Taken for a Ride chronicles the decades-long lobbying, technological slight-of-hand, and outright deceptions used by the Big Three. They delayed meeting the public health goals established by the Clean Air Act, rolled back the fuel economy standards, and, now, lead the charge against the US ratification of the global warming treaty. Catalytic converters, alternative fuels, and emissions standards all came long after they could have. Detroit has so successfully delayed the implementation of the original goals of the 1970 Clean Air Act that GM boasted, "1993 was the first year we built a [car] to 1975 standards."
The American Lung Association estimates that annual health costs from car pollution are as high as 93 million dollars. More than 100 million Americans live where the air fails to meet minimal air quality standards. America's 65 million SUVs, pickups, and vans already match the greenhouse contribution of the nation's 125 million cars, and more are on the road every day. The EPA projects these vehicles will be the fastest growing source of greenhouse gases.
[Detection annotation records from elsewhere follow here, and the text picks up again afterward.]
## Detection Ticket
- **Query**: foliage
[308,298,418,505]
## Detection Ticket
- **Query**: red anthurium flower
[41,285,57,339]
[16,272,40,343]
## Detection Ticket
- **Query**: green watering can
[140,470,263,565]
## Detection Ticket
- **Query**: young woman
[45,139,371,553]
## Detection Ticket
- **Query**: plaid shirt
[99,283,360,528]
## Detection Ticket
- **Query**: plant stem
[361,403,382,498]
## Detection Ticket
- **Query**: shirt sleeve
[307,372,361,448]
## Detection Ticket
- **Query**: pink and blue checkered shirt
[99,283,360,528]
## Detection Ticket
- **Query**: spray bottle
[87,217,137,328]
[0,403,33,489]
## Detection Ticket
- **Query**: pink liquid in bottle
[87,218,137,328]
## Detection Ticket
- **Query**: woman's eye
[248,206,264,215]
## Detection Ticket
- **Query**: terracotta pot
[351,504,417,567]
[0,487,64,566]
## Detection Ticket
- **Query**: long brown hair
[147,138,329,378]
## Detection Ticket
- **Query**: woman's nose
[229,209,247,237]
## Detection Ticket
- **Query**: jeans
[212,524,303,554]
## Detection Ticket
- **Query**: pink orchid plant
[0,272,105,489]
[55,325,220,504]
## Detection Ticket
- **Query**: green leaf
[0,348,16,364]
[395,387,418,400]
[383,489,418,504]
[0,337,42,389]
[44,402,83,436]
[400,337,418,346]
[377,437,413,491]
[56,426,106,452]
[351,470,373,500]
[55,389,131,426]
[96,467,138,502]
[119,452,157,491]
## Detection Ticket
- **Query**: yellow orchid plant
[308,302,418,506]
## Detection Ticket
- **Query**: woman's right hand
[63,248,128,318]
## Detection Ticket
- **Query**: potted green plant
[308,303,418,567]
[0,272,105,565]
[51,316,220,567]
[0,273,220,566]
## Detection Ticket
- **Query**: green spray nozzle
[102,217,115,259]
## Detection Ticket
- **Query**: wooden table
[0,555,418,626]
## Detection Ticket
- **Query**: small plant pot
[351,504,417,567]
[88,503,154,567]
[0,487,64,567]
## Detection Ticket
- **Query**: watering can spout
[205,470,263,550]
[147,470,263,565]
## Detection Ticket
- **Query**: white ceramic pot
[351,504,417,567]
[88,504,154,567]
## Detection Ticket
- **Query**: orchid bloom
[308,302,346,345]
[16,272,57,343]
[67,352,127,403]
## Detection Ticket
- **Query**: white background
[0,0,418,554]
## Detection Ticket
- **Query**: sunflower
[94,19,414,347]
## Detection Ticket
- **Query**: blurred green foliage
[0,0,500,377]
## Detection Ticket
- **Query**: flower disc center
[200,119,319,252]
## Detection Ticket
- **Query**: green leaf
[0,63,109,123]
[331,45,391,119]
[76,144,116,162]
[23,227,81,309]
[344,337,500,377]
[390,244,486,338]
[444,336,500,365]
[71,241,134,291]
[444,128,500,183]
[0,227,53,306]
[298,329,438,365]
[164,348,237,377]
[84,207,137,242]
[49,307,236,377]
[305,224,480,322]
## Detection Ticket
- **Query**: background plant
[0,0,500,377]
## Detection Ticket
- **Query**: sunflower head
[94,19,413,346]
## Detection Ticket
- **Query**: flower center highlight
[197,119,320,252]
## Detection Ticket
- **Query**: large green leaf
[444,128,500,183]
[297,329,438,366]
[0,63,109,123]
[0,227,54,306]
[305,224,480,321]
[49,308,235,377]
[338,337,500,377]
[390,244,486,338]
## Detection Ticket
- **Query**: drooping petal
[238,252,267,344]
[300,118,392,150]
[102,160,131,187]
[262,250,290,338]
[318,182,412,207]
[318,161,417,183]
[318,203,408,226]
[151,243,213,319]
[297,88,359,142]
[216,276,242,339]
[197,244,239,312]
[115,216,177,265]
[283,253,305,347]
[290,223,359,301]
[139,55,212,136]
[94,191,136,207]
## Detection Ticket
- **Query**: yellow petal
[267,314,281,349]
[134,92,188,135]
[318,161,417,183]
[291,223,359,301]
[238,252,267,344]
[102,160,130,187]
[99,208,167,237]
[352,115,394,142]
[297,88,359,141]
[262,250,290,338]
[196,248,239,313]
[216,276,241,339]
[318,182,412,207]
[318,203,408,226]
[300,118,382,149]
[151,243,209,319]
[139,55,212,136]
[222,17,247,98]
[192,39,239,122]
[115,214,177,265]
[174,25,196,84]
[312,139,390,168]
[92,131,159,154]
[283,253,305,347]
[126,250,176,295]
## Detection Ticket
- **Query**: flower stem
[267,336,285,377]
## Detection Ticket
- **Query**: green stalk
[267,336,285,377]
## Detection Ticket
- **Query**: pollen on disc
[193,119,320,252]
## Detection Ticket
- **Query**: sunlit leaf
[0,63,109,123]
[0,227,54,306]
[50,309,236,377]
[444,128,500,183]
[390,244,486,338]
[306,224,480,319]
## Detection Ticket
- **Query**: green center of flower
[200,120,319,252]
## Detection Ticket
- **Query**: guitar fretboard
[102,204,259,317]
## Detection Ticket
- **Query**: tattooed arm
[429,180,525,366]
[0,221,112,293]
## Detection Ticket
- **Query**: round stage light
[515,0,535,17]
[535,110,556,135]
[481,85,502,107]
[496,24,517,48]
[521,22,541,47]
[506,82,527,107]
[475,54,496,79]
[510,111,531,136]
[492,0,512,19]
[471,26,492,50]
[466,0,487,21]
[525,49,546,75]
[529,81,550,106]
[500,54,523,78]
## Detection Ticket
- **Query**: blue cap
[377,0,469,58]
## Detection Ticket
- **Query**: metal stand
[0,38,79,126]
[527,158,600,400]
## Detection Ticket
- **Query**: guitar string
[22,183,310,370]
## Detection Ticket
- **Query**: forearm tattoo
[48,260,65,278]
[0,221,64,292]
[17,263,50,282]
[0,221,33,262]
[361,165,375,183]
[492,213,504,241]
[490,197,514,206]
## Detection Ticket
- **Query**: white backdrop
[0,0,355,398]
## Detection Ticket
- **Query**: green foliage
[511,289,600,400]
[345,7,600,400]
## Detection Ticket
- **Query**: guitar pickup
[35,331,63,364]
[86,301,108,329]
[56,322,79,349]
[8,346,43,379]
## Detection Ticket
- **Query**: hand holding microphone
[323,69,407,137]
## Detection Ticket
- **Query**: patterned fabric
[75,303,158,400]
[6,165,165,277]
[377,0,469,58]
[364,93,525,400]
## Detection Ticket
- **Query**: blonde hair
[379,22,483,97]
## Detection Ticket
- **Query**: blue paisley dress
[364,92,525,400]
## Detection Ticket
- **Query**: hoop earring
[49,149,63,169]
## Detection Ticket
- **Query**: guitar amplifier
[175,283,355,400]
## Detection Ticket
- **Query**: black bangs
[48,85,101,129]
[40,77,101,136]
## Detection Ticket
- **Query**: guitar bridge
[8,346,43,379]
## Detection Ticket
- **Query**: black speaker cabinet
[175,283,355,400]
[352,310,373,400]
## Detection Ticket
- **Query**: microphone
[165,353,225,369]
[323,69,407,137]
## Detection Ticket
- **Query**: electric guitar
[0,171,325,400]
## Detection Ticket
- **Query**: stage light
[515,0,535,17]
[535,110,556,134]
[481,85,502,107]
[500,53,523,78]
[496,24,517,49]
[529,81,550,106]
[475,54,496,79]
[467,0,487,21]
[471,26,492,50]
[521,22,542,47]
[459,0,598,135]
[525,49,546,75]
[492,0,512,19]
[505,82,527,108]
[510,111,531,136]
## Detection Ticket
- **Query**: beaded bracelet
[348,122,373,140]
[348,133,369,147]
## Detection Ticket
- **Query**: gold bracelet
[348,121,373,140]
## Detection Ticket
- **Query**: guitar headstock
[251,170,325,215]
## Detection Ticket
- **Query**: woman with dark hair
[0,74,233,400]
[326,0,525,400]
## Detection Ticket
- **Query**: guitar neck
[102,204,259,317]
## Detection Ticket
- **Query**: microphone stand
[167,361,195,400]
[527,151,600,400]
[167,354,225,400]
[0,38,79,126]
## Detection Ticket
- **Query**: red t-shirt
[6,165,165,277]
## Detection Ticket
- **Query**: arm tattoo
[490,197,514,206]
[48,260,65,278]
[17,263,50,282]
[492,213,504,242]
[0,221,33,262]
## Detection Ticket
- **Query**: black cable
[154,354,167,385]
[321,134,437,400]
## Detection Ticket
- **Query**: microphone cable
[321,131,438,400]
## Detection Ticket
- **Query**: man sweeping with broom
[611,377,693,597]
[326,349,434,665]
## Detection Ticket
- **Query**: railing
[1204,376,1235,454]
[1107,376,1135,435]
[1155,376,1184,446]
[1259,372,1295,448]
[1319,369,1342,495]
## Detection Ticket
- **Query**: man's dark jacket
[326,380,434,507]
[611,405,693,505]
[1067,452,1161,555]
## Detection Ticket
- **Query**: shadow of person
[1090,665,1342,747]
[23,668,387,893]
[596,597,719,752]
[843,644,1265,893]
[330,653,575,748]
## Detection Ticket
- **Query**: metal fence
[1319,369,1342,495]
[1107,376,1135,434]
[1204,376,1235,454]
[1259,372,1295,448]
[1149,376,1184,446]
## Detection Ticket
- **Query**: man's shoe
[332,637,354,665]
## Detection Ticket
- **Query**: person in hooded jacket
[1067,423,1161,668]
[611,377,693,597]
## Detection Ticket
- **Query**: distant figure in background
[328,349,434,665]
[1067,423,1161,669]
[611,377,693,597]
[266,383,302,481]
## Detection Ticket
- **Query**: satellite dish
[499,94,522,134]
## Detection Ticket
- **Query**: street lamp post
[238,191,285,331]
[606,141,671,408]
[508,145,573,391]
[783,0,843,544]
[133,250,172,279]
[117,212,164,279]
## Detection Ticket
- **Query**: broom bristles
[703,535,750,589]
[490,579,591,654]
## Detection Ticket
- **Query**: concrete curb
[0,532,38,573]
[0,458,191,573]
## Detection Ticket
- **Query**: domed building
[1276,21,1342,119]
Doyle has caught automakers redhanded, citing internal documents that details their knowledge of, and hostility toward, cleaner technology. Since scientists have found that air pollution's damage to lung function resembles the damage done by cigarette smoking, it is only a matter of time before the public cries foul and brings tobacco-styled lawsuits.
Taken for a Ride is an environmental, business, and legislative history of the sordid combination of delay and chicanery that keeps us dependent on foreign oil and gas and makes us vulnerable to political shifts in oil rich countries across the globe. If the air we breathe is not essential enough, then being over a political barrel ought to be.
Jack Doyle has spent twenty years working on national energy and enviromental issues. He was a consultant to the President's Council on Environmental Quality and the Congressional Office of Technology Assessment. Author of three previous books — including Altered Harvest (Viking) — his articles have appeared in the New York Times, the Washington Post, the San Francisco Chronicle, and other publications. He is founder, director, and principal investigator of Corporate Sources.